In Denmark, women get 18 weeks of maternity leave at full pay, while dads get a month of paid leave to help care for their newborn. Parents can then split 32 additional weeks of leave in whatever way they see fit. The government covers 52 weeks of pay (though not always at the full salary).
The United States is one of only four countries — of 196 in the world — with no federal parental-leave policy to give new parents paid leave. It is of little wonder then, perhaps, that educational achievements in the United States lag. In 2017, Pew Research showed that educational standards in the United States were below those of most industrialized nations. It highlighted the results of the Programme for International Student Assessment, which placed the United States at 38th out of 71 countries in math and 24th in science. The results are worse when ranked with the 35 members of the Organization for Economic Cooperation and Development, where the United States ranked 30th in math and 19th in science. The United States ranked 24th out of 26 countries in the category of reading, well below countries like Estonia, Poland, and Canada.

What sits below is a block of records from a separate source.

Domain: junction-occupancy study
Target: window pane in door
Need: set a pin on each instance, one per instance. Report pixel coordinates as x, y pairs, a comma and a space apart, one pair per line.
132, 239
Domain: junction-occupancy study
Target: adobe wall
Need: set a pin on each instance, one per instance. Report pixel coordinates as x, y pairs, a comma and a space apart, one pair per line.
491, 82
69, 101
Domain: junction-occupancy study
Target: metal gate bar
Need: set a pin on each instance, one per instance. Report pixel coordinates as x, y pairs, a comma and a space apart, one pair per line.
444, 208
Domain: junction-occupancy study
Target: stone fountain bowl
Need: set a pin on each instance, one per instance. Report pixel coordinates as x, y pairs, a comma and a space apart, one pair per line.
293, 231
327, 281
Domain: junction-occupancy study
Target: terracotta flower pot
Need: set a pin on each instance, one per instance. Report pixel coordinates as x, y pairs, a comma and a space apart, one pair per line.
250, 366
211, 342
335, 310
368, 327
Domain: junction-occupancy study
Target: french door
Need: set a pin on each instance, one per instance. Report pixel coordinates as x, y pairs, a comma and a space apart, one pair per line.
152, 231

Coupled with this, some of our advice to pregnant or new mothers may work against the interests of mom and baby.
New research causing vigorous discussion indicates that vaginal births and breastfeeding apparently trigger higher levels of oxytocin — improving the mother’s ability to cope with lower stress reactions to a crying infant. Marc Bornstein, chief of the National Institute of Child Health and Human Development’s, researched crying babies with 684 healthy mothers from Argentina, Belgium, Brazil, Cameroon, France, Kenya, Israel, Italy, Japan, South Korea, and the United States. His team discovered that the “infant cry excites some adults, mothers included, to respond with empathy and care but others with neglect or even abuse.” The research found that in a very short amount of time from the start of the cry (five seconds) they preferred to pick up and hold or to talk to their infant. MRI scans showed that hearing an infant cry activated regions in the brain tied to the intention to move, grasp, and speak, the processing of auditory stimuli and caregiving.
The more we learn about the brain, the more apparent it becomes that framing a parenting debate as “nature versus nurture” is intrinsically wrong, the two need to be in a dynamic partnership to create happier humans. The more knowledge we acquire about the functioning of the brain, the wiser we realize many traditional communities are about love, commitment, and child-rearing.